En verdad lo reconocí porque lo vi un par de veces en el estadio Universitario, a donde acudía a pedir ayuda. De hecho Bob Abreu estaba muy interesado en tenderle una mano. Pero lo que yo ignoraba era que se hallara en tan precario estado. Nada que ver con el voluminoso slugger que sembraba el terror con las Águilas del Zulia y que se dio el lujo de sentar durante una temporada a Mo Vaughn, principal prospecto de Boston en las nacientes de la década pasada. Humberto Acosta me contó que, pocos días antes del accidente, fue a entrevistar a Quintana en el edificio de Montalbán en el que vivía el pelotero. “Supongo que todavía tiene ese apartamento”, cruzaba los dedos la principal referencia del periodismo escrito venezolano en la fuente beisbolera.
Quintana andaba penando a menos de un kilómetro de la sede del IND, donde funciona la Fundación de Ayuda al Atleta y ex Atleta. Me nace un dilema ¿Debe ser Quintana amparado por la cobertura social que brinda ese organismo estatal? En principio, no. Quintana fue un atleta profesional, no participó en selecciones nacionales de alto rendimiento. Su talento lo usó siempre para su propio beneficio y ganó bastante plata. Se supone que Fundaexa nació, sobre todo, para salvaguardar a los deportistas amateur que representaron al país y apenas recibían lo que el gobierno les proporcionaba. Fundaexa es para Morochito Rodríguez, no para Quintana, quien en teoría tendría que ser socorrido por la Asociación de Peloteros.

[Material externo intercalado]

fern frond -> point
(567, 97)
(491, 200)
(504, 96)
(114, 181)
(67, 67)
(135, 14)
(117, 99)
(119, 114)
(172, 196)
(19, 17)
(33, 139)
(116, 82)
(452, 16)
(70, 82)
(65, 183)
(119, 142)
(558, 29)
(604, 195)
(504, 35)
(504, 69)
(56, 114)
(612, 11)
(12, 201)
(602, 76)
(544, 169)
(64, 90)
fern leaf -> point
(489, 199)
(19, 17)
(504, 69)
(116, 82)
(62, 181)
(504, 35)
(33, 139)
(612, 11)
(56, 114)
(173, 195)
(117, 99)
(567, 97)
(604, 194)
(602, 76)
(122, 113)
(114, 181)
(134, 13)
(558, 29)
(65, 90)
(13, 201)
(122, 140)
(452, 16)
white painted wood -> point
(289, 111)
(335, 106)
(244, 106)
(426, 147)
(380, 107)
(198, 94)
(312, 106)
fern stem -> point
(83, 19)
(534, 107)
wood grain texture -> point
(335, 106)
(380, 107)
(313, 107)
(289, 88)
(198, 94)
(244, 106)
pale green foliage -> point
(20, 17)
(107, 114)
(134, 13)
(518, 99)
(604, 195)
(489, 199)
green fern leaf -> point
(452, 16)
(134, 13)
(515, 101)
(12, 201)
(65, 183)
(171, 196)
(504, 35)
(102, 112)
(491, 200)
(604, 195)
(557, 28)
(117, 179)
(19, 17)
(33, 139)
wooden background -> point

Pero hay grises en esta gama. Por el solo hecho de ser ciudadano venezolano, Quintana goza, por mandado constitucional, del derecho a una vivienda cómoda e higiénica, a salud gratuita y de calidad, a ser alimentado, a ser incluido en la sociedad. Ya que es atleta, pues qué mejor institución que Fundaexa para sacarlo del apuro. Quintana, como ser humano, tiene derecho a una vida digna, sin importar la mala cabeza que tuvo y que lo llevó a evaporar más de un millón de dólares. Si ningún particular le arroja un salvavidas, el Estado tiene la obligación de zambullirse y sacarlo del agua. Somos una sociedad, no una jauría que deja atrás a los menos aptos.